Rising food prices are now the dominant worry for Fijian households, with a new Dialogue Fiji survey finding more than half of respondents — 53.3 percent — naming food price increases as their primary concern. The National Budget 2026–2027 Public Priorities Survey described the result as “extraordinary,” saying it points to an experience of food price stress that is “not merely widespread but near‑universal.”
The survey paints a stark picture of household hardship. Nearly 70 percent of respondents characterised their economic situation as either “severe” or “very severe,” and 26.8 percent said pressures at home were “very severe,” signalling crisis‑level conditions for a substantial share of families. After food prices, low income and unemployment was the next most cited problem at 12.7 percent, followed by housing costs or rent at 8.8 percent and crime or safety concerns at 7.6 percent. Together those four issues account for 82 percent of all responses, the report noted.
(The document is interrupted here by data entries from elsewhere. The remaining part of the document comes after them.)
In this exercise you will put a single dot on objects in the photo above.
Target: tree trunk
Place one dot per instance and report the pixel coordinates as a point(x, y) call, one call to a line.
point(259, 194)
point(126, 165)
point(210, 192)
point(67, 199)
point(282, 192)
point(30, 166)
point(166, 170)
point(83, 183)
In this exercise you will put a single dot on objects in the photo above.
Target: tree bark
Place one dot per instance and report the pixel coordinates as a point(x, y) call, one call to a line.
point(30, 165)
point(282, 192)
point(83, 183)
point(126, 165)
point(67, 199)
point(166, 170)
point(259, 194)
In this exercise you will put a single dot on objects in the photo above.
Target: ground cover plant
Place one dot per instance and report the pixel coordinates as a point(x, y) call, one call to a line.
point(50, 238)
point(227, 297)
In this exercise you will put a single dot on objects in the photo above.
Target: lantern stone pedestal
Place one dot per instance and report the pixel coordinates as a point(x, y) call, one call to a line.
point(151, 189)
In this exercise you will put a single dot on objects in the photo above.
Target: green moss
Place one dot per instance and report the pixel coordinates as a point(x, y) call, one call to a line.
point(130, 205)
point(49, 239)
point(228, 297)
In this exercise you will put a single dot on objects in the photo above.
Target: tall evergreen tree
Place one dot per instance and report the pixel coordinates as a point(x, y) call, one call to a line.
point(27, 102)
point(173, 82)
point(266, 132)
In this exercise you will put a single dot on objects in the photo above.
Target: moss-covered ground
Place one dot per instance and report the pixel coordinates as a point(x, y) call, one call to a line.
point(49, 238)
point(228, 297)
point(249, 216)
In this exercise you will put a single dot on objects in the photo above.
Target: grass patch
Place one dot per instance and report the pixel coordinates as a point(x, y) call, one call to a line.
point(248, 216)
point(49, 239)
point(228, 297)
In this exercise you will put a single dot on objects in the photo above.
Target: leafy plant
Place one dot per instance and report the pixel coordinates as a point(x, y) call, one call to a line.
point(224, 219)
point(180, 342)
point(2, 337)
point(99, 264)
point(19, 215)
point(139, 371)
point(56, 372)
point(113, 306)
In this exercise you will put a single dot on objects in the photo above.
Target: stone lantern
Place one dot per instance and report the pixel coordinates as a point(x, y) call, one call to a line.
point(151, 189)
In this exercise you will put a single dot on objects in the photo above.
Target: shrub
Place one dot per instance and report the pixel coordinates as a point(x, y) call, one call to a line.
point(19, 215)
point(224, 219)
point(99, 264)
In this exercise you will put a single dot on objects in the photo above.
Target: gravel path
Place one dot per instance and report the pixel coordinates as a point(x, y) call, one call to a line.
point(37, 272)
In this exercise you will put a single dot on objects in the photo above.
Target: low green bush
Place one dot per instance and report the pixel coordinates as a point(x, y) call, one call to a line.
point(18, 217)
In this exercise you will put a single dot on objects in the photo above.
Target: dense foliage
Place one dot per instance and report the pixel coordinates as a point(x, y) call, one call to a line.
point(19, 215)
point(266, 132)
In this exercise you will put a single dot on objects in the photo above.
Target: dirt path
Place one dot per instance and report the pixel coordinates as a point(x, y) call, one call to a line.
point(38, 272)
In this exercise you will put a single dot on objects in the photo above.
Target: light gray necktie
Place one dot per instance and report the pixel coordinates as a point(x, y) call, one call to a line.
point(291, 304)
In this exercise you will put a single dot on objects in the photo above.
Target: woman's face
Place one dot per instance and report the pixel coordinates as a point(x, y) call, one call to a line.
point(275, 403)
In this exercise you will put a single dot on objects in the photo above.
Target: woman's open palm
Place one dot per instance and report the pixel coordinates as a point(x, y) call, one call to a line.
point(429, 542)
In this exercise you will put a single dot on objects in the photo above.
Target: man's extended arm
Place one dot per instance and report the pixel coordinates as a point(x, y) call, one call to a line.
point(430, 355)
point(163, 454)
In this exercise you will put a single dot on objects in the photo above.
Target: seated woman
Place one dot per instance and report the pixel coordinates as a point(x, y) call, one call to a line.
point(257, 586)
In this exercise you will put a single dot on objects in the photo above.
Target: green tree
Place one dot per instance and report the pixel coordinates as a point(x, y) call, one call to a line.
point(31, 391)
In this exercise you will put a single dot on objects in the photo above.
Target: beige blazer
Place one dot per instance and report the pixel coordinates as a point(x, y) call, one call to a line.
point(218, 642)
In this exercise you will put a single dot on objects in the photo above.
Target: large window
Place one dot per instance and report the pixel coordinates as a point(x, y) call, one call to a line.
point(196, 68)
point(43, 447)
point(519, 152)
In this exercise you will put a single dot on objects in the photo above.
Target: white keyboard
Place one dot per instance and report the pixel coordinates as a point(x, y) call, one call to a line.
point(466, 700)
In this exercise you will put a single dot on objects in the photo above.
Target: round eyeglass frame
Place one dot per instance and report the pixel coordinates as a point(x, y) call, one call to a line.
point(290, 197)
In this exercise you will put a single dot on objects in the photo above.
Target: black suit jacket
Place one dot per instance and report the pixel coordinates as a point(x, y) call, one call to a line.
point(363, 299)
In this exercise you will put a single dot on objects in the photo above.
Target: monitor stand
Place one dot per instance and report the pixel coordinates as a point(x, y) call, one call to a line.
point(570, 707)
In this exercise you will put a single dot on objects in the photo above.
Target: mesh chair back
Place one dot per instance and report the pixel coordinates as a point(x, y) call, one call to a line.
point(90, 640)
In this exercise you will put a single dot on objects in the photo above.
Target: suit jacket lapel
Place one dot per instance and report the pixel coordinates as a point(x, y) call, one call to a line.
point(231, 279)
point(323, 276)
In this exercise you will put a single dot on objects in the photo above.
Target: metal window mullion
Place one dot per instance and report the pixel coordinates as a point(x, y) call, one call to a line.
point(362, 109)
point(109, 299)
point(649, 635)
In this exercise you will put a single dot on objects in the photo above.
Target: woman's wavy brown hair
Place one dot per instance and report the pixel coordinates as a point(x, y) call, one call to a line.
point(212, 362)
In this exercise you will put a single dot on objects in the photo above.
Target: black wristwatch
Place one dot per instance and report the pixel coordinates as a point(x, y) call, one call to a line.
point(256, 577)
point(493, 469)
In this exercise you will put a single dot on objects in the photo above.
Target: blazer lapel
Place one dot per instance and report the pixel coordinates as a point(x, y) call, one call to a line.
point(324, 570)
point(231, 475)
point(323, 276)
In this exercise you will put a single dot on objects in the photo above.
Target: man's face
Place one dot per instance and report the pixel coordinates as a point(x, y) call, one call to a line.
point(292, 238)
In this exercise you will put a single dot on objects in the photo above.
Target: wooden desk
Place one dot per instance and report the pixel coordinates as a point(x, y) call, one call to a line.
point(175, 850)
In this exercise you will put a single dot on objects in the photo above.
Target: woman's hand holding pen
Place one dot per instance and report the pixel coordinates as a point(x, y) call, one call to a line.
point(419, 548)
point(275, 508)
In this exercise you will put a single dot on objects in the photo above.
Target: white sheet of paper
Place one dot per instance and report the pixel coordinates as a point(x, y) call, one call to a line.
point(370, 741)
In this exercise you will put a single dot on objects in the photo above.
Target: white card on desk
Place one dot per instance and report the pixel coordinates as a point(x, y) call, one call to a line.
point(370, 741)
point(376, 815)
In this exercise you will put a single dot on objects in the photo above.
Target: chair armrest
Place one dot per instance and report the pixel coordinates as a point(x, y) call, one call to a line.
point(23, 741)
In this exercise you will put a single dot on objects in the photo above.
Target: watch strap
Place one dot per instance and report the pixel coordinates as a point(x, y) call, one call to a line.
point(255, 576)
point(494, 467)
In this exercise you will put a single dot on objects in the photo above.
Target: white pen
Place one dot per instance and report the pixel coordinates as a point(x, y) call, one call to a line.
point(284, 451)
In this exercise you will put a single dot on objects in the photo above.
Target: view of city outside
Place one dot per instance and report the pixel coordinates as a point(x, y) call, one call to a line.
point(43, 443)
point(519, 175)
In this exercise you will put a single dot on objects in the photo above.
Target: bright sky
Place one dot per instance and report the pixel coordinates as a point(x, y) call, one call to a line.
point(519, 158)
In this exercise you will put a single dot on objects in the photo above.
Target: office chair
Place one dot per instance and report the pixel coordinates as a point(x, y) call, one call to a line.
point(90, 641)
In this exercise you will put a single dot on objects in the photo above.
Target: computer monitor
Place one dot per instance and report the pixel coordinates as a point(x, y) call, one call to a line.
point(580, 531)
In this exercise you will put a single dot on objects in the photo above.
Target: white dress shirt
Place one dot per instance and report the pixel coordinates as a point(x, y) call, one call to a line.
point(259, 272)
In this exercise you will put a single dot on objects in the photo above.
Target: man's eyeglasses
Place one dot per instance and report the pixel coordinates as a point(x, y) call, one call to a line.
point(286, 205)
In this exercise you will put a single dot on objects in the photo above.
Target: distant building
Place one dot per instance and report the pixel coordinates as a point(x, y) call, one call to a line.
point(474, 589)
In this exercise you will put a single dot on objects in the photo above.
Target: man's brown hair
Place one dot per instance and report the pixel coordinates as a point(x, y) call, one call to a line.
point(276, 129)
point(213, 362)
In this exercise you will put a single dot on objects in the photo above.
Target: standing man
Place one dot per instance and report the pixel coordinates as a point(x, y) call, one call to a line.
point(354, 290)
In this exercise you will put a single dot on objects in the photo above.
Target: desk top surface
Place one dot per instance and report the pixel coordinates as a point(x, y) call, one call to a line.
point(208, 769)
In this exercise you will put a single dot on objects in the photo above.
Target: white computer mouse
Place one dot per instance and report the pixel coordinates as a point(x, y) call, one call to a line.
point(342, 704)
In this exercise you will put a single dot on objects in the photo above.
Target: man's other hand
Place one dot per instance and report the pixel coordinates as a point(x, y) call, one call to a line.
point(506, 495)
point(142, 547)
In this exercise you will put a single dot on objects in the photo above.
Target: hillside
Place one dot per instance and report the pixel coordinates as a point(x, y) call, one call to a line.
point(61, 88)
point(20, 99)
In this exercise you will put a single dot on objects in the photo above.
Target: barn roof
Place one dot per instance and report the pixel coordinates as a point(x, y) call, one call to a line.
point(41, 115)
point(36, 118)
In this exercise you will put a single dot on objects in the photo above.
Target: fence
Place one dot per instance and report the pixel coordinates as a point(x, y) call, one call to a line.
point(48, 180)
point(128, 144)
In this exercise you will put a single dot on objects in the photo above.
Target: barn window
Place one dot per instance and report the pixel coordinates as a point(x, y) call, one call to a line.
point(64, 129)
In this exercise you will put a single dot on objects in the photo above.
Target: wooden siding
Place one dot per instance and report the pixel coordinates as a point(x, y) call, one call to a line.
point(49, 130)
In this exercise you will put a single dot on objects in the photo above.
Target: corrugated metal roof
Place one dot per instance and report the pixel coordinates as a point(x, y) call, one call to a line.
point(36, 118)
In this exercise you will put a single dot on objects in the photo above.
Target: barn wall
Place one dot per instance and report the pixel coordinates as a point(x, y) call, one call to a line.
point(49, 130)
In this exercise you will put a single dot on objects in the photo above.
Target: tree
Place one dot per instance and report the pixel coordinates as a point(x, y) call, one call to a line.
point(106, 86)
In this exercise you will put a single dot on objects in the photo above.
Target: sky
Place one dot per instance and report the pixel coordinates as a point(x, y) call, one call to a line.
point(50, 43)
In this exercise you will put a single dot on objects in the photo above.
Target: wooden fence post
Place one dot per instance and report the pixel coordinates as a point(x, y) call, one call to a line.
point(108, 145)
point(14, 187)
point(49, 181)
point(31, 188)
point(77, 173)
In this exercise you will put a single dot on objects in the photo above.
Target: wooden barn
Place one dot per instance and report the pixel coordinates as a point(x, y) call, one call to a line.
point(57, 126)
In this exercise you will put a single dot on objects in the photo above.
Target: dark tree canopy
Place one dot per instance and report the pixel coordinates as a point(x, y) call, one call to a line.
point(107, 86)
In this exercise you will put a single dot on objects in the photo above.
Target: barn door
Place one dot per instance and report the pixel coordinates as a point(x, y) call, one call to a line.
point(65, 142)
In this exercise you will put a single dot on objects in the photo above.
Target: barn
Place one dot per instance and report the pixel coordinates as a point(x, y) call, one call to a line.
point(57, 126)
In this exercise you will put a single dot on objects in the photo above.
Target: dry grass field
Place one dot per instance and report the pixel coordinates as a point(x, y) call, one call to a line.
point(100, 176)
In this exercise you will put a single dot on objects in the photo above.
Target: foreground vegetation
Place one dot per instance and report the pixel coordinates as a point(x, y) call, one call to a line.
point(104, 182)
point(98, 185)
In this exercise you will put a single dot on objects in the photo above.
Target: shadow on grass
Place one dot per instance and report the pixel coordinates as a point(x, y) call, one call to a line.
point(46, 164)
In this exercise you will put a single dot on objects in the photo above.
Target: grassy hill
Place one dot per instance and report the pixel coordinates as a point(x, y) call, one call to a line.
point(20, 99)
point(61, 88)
Geography and living conditions shape how these stresses are felt. Rural villages reported the highest combined share of “severe” and “very severe” responses at 70.5 percent, while informal settlements recorded the largest single share of households rating their situation as “severe.” Urban households reported a slightly wider range of experiences, a difference the report attributes in part to greater access to income opportunities and services in towns and cities.
Dialogue Fiji said the findings should be a wake‑up call for policymakers preparing the 2026–2027 national budget. The organisation urged targeted policy responses to ease household pressures, specifically pointing to measures that improve food affordability and strengthen income support. The survey frames those priorities as urgent given the scale and intensity of reported hardship.
The new data arrives against a backdrop of wider concern over cost‑of‑living pressures in Fiji. Consumer watchdogs have previously warned that global disruptions pushing up fuel prices — such as tensions in the Middle East — can feed through quickly to domestic fuel and food costs in an import‑dependent economy. Advocacy groups and service providers have also been calling for a reassessment of social support programs, warning that existing aid may not be sufficient as living costs rise.
What is new in this update is the granular, nationally focused snapshot of what households say is hurting them most and where stress is deepest. By quantifying that over half of respondents place food price increases first among their worries, and by showing high concentrations of severe hardship in rural and informal settings, the survey gives policymakers clearer evidence on where budget measures and social assistance might need to be concentrated. Dialogue Fiji said it expects these findings to shape public debate and the government’s priorities as budget consultations move forward.